Quant à Paris, la disponibilité et du public et des acteurs d’art à pénétrer l’espace privé était beaucoup moins important. Cela paraît logique dans une ville qui sécurise ses entrées de maisons avec un, voire plusieurs, codes portes (pratique qui n’existe ni en Suisse ni en Allemagne). Pour l’exposition inaugurale de La Maison Rouge, « L’intime, le collectionneur derrière la porte » en 2004, ont été reconstruit des pièces d’appartements de collectionneurs à l’échelle 1:1. En 2010, cinq galeries parisiennes de la Rive Gauche présentait à ARTPARIS+GUESTS l’intérieur « d’un collectionneur de mobilier et d’art contemporain germanopratin ». Le restaurant « Nomiya » sur le Palais de Tokyo, issue du projet artistique « Hotel Everland  » de Lang/Baumann, est toujours complet. Le domaine de Chamarande invite 16 artistes pour une exposition « Living Rooms / Pièces à vivre ».

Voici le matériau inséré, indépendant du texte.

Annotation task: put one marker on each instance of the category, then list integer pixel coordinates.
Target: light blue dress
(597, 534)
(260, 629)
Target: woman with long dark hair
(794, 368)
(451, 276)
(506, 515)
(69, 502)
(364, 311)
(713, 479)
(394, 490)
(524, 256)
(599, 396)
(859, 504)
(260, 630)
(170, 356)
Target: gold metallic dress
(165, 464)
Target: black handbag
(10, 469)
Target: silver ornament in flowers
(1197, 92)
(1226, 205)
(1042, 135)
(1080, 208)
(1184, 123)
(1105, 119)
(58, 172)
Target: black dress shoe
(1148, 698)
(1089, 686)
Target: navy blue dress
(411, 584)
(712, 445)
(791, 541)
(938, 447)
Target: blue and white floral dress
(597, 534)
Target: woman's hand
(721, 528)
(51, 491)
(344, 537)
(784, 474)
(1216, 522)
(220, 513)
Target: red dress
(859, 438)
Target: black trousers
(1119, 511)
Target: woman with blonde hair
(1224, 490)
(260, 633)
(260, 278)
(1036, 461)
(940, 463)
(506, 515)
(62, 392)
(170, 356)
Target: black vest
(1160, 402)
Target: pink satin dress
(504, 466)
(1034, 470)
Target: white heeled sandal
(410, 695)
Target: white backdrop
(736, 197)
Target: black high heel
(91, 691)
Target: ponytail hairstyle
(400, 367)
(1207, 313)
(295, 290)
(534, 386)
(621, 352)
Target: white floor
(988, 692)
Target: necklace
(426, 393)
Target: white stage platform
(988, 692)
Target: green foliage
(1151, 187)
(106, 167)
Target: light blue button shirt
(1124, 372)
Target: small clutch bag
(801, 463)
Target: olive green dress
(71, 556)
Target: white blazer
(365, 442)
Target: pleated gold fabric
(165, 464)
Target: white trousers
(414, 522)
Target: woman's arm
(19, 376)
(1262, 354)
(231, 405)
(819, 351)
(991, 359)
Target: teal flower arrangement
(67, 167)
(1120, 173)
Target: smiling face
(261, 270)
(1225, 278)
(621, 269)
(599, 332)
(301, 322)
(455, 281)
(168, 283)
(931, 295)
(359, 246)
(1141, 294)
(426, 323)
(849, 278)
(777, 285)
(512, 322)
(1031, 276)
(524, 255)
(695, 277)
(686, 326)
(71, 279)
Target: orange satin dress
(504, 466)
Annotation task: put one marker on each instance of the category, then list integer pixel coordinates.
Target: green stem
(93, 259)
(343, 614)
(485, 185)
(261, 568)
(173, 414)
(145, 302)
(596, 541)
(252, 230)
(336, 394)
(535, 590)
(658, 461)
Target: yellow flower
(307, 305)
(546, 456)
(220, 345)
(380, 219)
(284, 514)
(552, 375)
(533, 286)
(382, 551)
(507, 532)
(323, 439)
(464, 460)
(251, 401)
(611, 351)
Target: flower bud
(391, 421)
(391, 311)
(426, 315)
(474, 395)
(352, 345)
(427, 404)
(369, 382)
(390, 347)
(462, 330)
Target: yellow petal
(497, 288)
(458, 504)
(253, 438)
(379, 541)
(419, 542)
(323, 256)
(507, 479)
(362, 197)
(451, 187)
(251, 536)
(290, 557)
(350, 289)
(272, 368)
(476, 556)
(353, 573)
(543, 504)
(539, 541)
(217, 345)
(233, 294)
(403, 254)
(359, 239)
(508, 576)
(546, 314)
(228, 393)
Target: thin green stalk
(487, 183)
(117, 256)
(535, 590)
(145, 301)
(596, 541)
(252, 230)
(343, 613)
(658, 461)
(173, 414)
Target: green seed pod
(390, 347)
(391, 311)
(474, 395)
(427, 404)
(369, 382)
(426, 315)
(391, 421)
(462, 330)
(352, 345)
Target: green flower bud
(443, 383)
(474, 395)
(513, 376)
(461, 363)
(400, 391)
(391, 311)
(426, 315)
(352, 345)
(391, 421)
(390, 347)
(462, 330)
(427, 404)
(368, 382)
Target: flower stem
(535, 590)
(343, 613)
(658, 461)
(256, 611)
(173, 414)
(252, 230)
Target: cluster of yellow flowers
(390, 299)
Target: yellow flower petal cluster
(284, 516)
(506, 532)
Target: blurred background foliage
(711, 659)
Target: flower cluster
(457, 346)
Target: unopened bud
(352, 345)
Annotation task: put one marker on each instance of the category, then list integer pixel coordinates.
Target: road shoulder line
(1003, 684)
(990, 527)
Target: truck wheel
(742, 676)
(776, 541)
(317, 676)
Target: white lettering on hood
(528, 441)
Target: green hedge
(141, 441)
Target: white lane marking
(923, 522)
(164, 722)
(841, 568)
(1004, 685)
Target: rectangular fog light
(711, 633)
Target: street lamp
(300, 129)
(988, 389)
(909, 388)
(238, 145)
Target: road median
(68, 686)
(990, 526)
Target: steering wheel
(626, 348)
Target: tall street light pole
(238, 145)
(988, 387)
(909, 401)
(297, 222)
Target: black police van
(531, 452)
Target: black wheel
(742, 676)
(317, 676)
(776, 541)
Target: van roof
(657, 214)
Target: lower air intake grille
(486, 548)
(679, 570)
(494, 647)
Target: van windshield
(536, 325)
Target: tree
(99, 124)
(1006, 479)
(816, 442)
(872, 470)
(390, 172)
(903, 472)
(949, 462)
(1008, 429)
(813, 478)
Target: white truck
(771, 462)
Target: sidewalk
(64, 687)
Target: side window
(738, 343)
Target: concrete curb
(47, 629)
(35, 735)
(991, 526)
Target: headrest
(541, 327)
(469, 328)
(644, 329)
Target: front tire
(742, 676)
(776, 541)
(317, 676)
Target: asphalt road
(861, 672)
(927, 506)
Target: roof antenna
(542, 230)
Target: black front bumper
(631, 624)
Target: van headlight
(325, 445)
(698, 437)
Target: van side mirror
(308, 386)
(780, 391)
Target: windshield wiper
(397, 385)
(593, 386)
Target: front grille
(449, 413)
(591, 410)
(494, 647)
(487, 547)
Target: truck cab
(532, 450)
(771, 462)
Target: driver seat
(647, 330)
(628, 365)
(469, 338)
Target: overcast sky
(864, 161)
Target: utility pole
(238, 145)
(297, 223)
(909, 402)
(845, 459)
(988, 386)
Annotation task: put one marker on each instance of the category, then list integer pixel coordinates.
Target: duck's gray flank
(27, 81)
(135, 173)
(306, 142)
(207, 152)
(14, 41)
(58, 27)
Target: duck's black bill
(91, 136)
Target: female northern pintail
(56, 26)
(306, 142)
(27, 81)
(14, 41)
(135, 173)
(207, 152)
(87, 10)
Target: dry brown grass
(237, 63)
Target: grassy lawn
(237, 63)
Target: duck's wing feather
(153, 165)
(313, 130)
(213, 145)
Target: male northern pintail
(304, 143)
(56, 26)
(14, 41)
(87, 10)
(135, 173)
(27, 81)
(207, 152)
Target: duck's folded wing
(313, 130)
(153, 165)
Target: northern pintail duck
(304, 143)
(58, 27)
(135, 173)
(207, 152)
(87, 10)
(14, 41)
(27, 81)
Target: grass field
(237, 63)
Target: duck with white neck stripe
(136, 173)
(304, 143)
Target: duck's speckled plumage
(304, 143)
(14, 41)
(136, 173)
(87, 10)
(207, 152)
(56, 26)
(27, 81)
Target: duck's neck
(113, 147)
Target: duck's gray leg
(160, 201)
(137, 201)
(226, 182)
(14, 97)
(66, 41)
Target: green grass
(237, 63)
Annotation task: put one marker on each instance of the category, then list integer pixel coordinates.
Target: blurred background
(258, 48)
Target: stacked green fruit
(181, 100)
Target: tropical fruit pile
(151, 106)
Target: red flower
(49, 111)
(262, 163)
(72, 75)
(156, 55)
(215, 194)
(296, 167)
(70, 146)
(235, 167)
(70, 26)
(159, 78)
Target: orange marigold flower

Tendance qui a été aussi découverte par les organisateurs de «  Chambres à part », exposition dans une résidence somptueuse au Trocadero pendant la FIAC. Plus intime et toujours intéressé à la rencontre d’acteurs d’art, les artistes Charlie Jeffery & Chantal Santon invitent aux « Toilet encounters » chez eux.

Habité par l’auteur de cet article et sa famille, l’appartement privé « café au lit  » est utilisé pour expositions temporaires et rencontres et offre aux artistes exposés la possibilité de réaliser une œuvre « in situ » qui enrichit après chaque exposition l’appartement – tout en le rendant plus contraignant pour l’artiste suivant qui se voit confronté à un certain nombre d’œuvres déjà installées sur place. Encore plus orienté vers l’expérience intime d’un appartement, le collectionneur russe Nicolas Chibaeff invite le commissaire indépendant François Taillade à monter des expositions d’art dans son appartement, tout en mettant en avant les œuvres de sa propre « collection partagée ». Vernissage à Café au Lit.

S’exhiber, se retrouver

Tous ces exemples montrent bien : l’activité d’exposition de l’espace privé et dans l’espace privé a pris une nouvelle ampleur dans la scène artistique française. Aujourd’hui, la distinction entre « privé » et « public » n’est plus la question. Habiter signifie désormais : être en processus incessant de réflexion, d’appropriation et de monstration. Quand l’art intervient, il transforme l’espace d’habitation en dispositif d’existence, écran de présentation, scène d’accentuation. Au lieu de plaire aux masses et de satisfaire les envies d’un consumérisme visuel, le tête-à-tête avec l’art procure une expérience intime et risquée.

Jeu de société

Risquée pour l’artiste autant que pour son conférencier et pour le public : L’artiste doit s’assurer que son hôte suit une démarche sérieuse, pour ne pas être perçu comme simple auto-promoteur qui saute sur toute occasion à montrer ses œuvres. L’hôte doit faire attention à sa sélection d’artistes et surtout à sa liste d’invitations, pour ne pas donner l’impression de ne pas connaître les importants courants et acteurs dans l’art actuel. Et le public est obligé de se comporter de façon qu’il respecte à la fois l’espace privé et qu’il profite de l’offre de rencontrer et de discuter directement avec artistes, commissaires, collectionneurs ou critiques.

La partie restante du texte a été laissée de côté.